SpringSource Releases Version 1.0 Of Cloud Foundry Eclipse Plugin
SpringSource has released version 1.0 of Cloud Foundry integration for Eclipse, allowing developers to manage Cloud Foundry applications without leaving the IDE. Cloud Foundry is an open source PaaS solution developed by VMware/SpringSource (currently in Beta) that supports multiple programming languages (including both Java and Scala).
There are four different ways an application may be deployed to a Cloud Foundry instance:
- From the command line via the VMC tool
- As part of a Maven build via the Cloud Foundry Maven plugin
- From the Spring Roo Interface if the application uses Spring Roo
- Directly from the Eclipse IDE via the Cloud Foundry Eclipse plugin
The last case is the most interesting one for Java/Scala programmers using Eclipse since it offers them an integrated solution where the IDE is used both for development and management/deployment of Cloud Foundry applications. The solution comes in the form on an Eclipse plugin that can be installed either on STS (the Eclipse powered SpringSource IDE) or Eclipse Indigo via the Eclipse Marketplace. Notice that the Cloud Foundry plugin is self-contained and can be installed on a plain Eclipse installation, that does not contain the Spring-IDE plugin.
Once installed, the Cloud Foundry plugin utilizes the WTP infrastructure of Eclipse. Cloud Foundry instances are defined as "servers" and applications are deployed in a similar manner to normal JavaEE application servers. If you want to use the VMware hosted version of Cloud Foundry you should register first in order to obtain an account.

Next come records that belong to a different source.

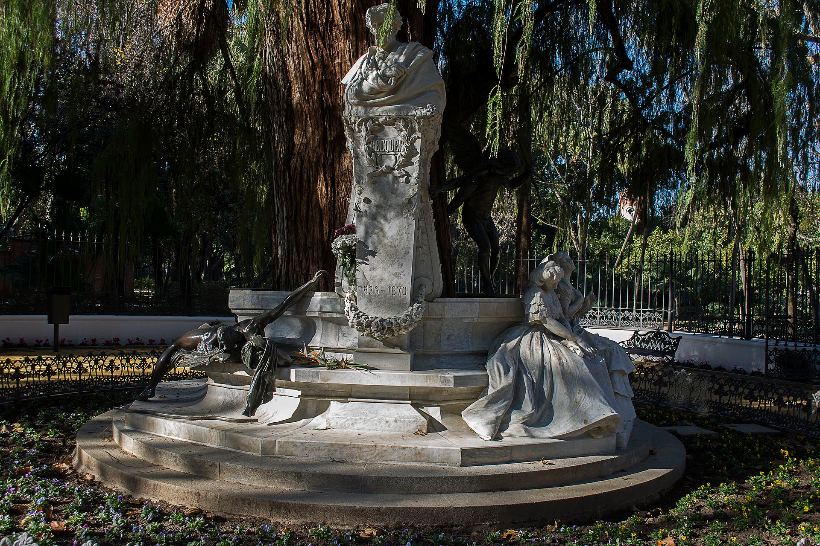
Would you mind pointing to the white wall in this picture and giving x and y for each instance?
(101, 327)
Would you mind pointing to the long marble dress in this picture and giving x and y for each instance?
(609, 363)
(538, 386)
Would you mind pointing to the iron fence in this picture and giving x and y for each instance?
(45, 376)
(747, 296)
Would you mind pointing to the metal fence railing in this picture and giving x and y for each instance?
(773, 297)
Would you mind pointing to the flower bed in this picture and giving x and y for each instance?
(737, 489)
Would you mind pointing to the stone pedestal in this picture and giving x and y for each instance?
(397, 263)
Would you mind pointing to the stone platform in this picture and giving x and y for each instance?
(191, 446)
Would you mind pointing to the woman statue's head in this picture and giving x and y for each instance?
(374, 18)
(547, 275)
(563, 260)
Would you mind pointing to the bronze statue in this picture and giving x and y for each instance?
(477, 191)
(241, 342)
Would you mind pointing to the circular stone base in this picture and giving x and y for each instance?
(244, 469)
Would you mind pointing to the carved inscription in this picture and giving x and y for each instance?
(388, 146)
(379, 290)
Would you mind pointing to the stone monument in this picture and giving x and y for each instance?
(394, 99)
(388, 414)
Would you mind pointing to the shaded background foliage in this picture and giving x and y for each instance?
(201, 142)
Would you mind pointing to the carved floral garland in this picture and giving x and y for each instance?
(383, 327)
(344, 248)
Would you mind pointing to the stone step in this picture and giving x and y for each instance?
(455, 446)
(98, 454)
(297, 473)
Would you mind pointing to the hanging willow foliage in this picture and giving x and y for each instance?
(26, 37)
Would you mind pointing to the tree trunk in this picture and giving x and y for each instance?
(305, 62)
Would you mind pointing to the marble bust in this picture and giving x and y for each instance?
(393, 73)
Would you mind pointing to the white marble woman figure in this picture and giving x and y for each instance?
(600, 350)
(397, 74)
(539, 384)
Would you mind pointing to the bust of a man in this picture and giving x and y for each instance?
(393, 73)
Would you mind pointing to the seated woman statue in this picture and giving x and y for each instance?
(539, 383)
(600, 350)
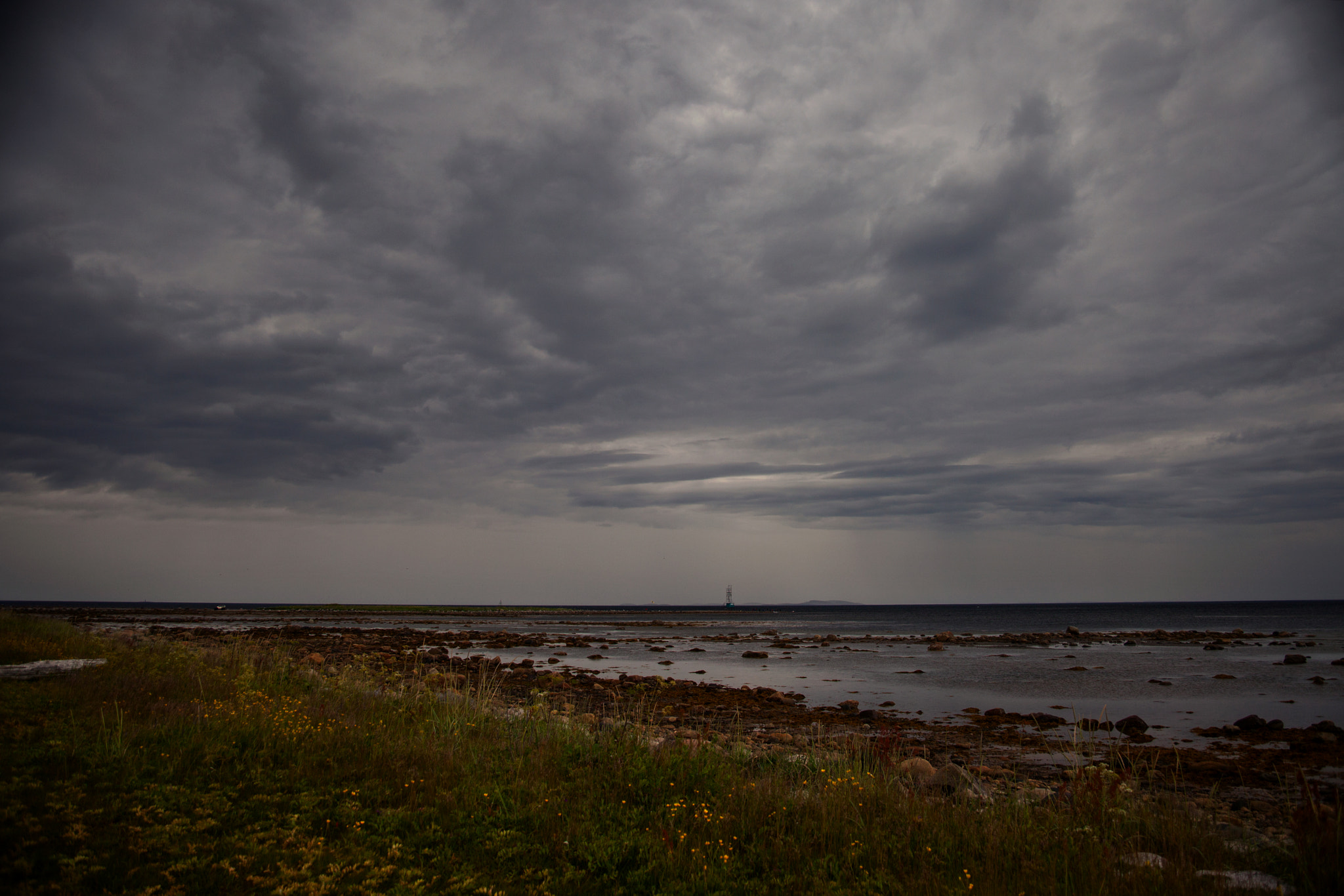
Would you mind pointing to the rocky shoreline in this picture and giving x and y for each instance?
(1240, 779)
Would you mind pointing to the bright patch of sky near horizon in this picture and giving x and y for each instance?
(555, 302)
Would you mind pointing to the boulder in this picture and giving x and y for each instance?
(917, 767)
(1248, 880)
(955, 779)
(1046, 719)
(1131, 725)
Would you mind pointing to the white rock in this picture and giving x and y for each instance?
(1248, 880)
(43, 668)
(1144, 860)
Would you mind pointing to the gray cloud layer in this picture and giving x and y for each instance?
(860, 265)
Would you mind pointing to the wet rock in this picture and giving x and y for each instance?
(1248, 880)
(1046, 719)
(1131, 725)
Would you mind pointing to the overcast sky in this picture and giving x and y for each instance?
(621, 301)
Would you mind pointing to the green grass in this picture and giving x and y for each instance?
(173, 770)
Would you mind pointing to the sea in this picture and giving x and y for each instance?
(1117, 680)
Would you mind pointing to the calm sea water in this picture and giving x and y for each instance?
(1026, 680)
(1019, 679)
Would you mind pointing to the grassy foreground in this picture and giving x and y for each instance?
(173, 770)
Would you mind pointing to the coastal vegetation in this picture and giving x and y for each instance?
(178, 769)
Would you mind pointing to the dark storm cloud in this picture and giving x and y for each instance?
(864, 265)
(976, 245)
(100, 386)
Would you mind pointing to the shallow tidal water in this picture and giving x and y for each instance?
(1017, 678)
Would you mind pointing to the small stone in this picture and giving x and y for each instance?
(1248, 880)
(1131, 725)
(1144, 860)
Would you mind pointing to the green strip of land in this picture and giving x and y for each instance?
(180, 770)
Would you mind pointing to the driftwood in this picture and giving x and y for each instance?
(43, 668)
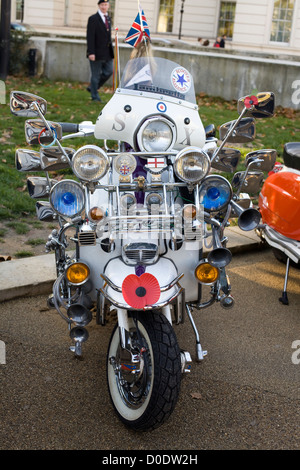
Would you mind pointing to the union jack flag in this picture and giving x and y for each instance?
(138, 28)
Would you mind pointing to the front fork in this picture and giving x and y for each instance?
(137, 360)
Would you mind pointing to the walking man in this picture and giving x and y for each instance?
(99, 48)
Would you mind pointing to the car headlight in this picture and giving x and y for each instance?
(156, 134)
(191, 165)
(67, 198)
(90, 163)
(215, 193)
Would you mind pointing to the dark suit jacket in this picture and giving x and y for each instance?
(99, 39)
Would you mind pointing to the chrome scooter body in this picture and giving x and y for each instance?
(143, 208)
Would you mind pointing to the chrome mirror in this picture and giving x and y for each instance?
(263, 160)
(227, 159)
(27, 160)
(249, 182)
(244, 131)
(261, 105)
(27, 104)
(52, 158)
(39, 186)
(37, 134)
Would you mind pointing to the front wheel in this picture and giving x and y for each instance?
(144, 390)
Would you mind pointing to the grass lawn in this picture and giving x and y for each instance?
(70, 102)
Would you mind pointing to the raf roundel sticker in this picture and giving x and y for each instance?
(181, 79)
(161, 107)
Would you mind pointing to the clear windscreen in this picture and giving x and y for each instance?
(158, 75)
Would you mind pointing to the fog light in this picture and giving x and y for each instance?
(205, 273)
(77, 273)
(96, 214)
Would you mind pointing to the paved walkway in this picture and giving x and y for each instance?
(35, 275)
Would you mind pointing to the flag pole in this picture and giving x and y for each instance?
(142, 27)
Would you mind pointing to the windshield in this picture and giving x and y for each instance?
(158, 75)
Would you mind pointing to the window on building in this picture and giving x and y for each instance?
(19, 10)
(282, 20)
(226, 19)
(165, 16)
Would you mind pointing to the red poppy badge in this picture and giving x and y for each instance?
(139, 291)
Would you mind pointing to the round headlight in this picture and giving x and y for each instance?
(90, 163)
(191, 165)
(215, 193)
(156, 134)
(67, 198)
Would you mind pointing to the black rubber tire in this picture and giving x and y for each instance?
(163, 376)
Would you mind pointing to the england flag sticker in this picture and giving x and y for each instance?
(181, 79)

Cloud Foundry applications can use one of the many supported services (e.g MySQL, PostgreSQL, MongoDB). The initialization and binding of these services to deployed applications can be performed in a visual way from configuration screens similar to those that hold settings for applications servers. It is also possible to view remote files (e.g. logs) that reside in the managed Cloud Foundry instance. Finally it is possible to debug applications provided that they run in a locally hosted Cloud Foundry or a Micro instance.
Whilst it is great to see Cloud Foundry tooling continuing to expand we do feel that this version could be improved in a couple of ways. For one thing there is a minor usability issue in that in the first screen where a Cloud Foundry instance is configured you are always expected to define the "server" as localhost. In the second screen you define the actual instance which can very well be the hosted version from VMware (contradicting the setting from the previous step). We found this somewhat confusing.
A more serious issue however is the kind of Eclipse projects that you can deploy in a Cloud Foundry instance via the plugin. According to the documentation the following project types are supported:
- Java Web
However a newly created Eclipse project with the "Java Web" facet is based by default on Servlet Spec 3.0 which is not supported from the Cloud Foundry plugin at the time of writing. Only Servlet Spec 2.5 is supported. This option cannot change however after project creation. So one must delete all Eclipse specific project settings from the application and re-create the facet using version 2.5 which works as expected.
Commercial Cloud Foundry pricing and the exit out of Beta is expected to be announced during this year (2012).